Dec 23, 2024

New York State Becomes First to Ban Facial Recognition in Public Schools

by Haley Larkin | Jan 04, 2021
Exterior view of a public school building with a playground visible in front. Photo Source: New York City school (REUTERS/Shannon Stapleton via PBS News Hour)

In late December, New York Governor Andrew Cuomo signed into a law a moratorium on the use of facial recognition in New York’s public k-12 schools. The two years mandated by the bill will allow the New York legislature to undertake an official study into the technology to explore all privacy and accuracy concerns before the moratorium ends in July 2022. This will make New York the first state to ban the use of facial recognition in public schools.

Governor Cuomo commented on the legislation stating, “facial recognition technology could provide a host of benefits to New Yorkers, but its use brings up serious and legitimate privacy concerns that we have to examine, especially in schools.”

The New York State Education Department (NYSED) approved the use of facial recognition for the Lockport Central School District (LCSD) in November 2019. The system was fully installed in the school district by the end of January 2020. The school district agreed to the limited terms set by NYSED to not add any students into a database for potential threats within the facial recognition system.

On June 22, 2020, on behalf of two LCSD parents, the New York Civil Liberties Union (NYCLU) sued NYSD “for its harmful decision to approve a facial recognition technology system … in violation of student data protection laws. A senior staff attorney for NYCLU stated that “face surveillance systems infringe on the privacy rights of students and raise the specter of schools sharing personally identifiable information with law enforcement or federal immigration authorities like ICE.” That lawsuit is still pending.

Following the lawsuit, the New York State Legislature passed a law in July 2020 that would put a two-year mortarium on the technology, giving time for more studies to be done on its accuracy and any concerns raised on minors’ privacy.

New York Senator Brian Kavanaugh opposes the facial recognition technology in school until “a compelling case, either that it will meaningfully improve security or that it can be used without violating the privacy and civil rights of students, staff, and visitors” can be made definitively.
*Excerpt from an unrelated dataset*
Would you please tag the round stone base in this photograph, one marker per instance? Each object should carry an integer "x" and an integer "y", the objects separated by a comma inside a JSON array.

Assembly Member Monica P. Wallace, who introduced the bill to the New York legislature earlier this year cited the “serious concerns about misidentification, misuse and data privacy that must be considered before allowing this technology to be used in schools across the state.”

LCSD claims the security system is used to keep out individuals who are prohibited from school grounds such as sex offenders, individuals with guns, and suspended staff. New York passed legislation restricting guns in schools in July 2019. Unfortunately, no law prohibits where a registered sex offender may live in New York, unless they are under parole, limiting the argument made by the school for justifying using the technology.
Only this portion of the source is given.